Signature (SBNY) did so in part by expanding into equipment financing and pursuing more multifamily loans. Total loans rose 40% in the fourth quarter compared to a year earlier, to $10 billion, more than offsetting securities prepayments that had analysts on alert.

"Some speculated that our record string of quarters would come to a crashing halt, but instead we set … more record quarters," DePaolo says.

Loan growth means less reliance on mortgage-backed securities. At Dec. 31, loans made up 57% of total assets, compared to 49% a year earlier. In comparison, securities available for sale made up 35% of total assets, compared to 44% a year earlier.

DePaolo says the key to Signature's growth is its ability to lure teams of commercial lenders from rival banks. They come with entire client relationships: loans, deposits and investments.

Four teams joined last year, and seven in 2011. "Even teams we hired over five years ago are still bringing clients over from other institutions, when their loans start to mature and they need to refinance," DePaolo says.

Loan growth has padded earnings. Signature's net income in the fourth quarter rose 25% from a year earlier, to $50.1 million.

Signature should add $2.2 billion in loans and $1.4 billion in deposits in 2013, DePaolo said during a Jan. 22 conference call to discuss fourth-quarter results.

"They don't buy whole companies. They buy teams, so there's no goodwill on the books," says Christopher McGratty, an analyst at Keefe, Bruyette & Woods. "They are firing on all cylinders and we expect 30% loan growth in 2013."

Signature is the "brightest earnings momentum opportunity" for Peyton Green, an analyst at Sterne Agee. He says the equipment finance group is one way Signature should be able to keep its growth engine going. True to form, DePaolo entered the business by hiring a team from Capital One Financial (COF). That group booked about $750 million in loans last year.

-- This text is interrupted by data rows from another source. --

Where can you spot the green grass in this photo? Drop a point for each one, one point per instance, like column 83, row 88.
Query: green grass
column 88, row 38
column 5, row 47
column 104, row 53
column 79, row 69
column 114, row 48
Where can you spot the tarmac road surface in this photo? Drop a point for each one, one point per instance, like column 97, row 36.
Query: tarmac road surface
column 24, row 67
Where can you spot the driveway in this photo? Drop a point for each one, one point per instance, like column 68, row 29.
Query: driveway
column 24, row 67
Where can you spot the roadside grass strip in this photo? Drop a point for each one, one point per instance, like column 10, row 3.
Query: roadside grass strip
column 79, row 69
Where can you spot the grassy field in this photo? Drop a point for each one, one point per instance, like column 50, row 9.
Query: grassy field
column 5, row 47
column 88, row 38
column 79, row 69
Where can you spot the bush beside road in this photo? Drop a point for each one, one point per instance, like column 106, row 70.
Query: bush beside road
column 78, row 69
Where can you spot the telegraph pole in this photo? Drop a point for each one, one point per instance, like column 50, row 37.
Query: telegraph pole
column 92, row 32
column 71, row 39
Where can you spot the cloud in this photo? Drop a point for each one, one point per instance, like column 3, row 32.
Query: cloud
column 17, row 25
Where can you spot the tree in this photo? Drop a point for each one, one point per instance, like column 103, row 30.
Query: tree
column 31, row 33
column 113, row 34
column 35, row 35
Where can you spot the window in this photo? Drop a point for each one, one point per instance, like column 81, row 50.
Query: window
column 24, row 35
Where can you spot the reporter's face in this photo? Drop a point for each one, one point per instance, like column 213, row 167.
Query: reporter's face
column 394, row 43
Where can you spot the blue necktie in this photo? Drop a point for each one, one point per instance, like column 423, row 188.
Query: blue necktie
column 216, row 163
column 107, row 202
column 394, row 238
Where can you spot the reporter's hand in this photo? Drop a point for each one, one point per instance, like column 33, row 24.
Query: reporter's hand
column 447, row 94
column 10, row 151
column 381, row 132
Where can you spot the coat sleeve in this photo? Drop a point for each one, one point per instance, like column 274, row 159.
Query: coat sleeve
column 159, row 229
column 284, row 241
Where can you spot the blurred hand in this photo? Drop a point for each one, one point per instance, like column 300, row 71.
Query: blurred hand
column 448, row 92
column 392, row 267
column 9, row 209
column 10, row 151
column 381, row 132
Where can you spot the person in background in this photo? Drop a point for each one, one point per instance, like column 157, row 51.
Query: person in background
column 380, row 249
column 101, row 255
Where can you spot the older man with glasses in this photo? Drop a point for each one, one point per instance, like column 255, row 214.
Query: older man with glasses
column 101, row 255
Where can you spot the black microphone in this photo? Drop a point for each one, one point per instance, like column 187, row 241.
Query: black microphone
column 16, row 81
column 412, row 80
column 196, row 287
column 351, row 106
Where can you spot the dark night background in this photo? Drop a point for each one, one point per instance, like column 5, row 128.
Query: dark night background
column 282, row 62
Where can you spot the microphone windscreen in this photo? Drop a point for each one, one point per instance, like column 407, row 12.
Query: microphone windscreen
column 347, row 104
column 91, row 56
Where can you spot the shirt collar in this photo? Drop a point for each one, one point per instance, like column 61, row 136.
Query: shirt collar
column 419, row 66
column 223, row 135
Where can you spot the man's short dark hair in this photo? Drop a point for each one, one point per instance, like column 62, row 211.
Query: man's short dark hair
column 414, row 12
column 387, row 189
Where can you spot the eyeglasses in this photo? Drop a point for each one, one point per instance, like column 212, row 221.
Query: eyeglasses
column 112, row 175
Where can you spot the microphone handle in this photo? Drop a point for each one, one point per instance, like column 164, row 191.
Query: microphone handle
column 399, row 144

Signature, like every bank, continues to battle against artificially low interest rates. It yield on interest-earning assets fell 22 basis points in the fourth quarter, compared to a year earlier, to 4.16%. The yield on its securities portfolio was just 3.19% in the fourth quarter, so booking more loans is certainly helpful.

Signature's net interest margin compressed by just 2 basis points in the fourth quarter compared to a year earlier, to 3.53%. And DePaolo said during last month's conference call that Signature still has "a lot of runway" to lower deposit costs.

"In years past they had significant excess deposit growth that went into bonds," Green says. "They still may have excess deposit growth … but now they are funding loans instead of securities and their margins are holding up much better than others."

Signature will continue to emphasize deposits, which rose 20% in the fourth quarter compared to a year earlier, $14.1 billion. "We always have been a deposit-first bank," DePaolo says.

"We also know our shareholders need us to transform the balance sheet," he says. "We still want to make sure what funds those loans are low-cost operating deposits."

Investors have rewarded Signature's efforts. The company's stock has doubled in the last five years, compared with a 50% decline for the overall banking sector.

"Some banks like to focus on loan growth and then they'll find the deposits to fund that growth," says Andy Stapp, senior vice president of research at BGB Securities. Signature "has taken the position that deposits are a sticky, low-cost source of funds that has value within itself."

Signature can keep adding loans mainly by poaching talent in the business-rich New York area, but DePaolo says the pie itself has yet to grow larger. He says October's Hurricane Sandy further challenged an already sputtering economy.

"However, we're running our institution as if it were always cloudy and not sunny," he says.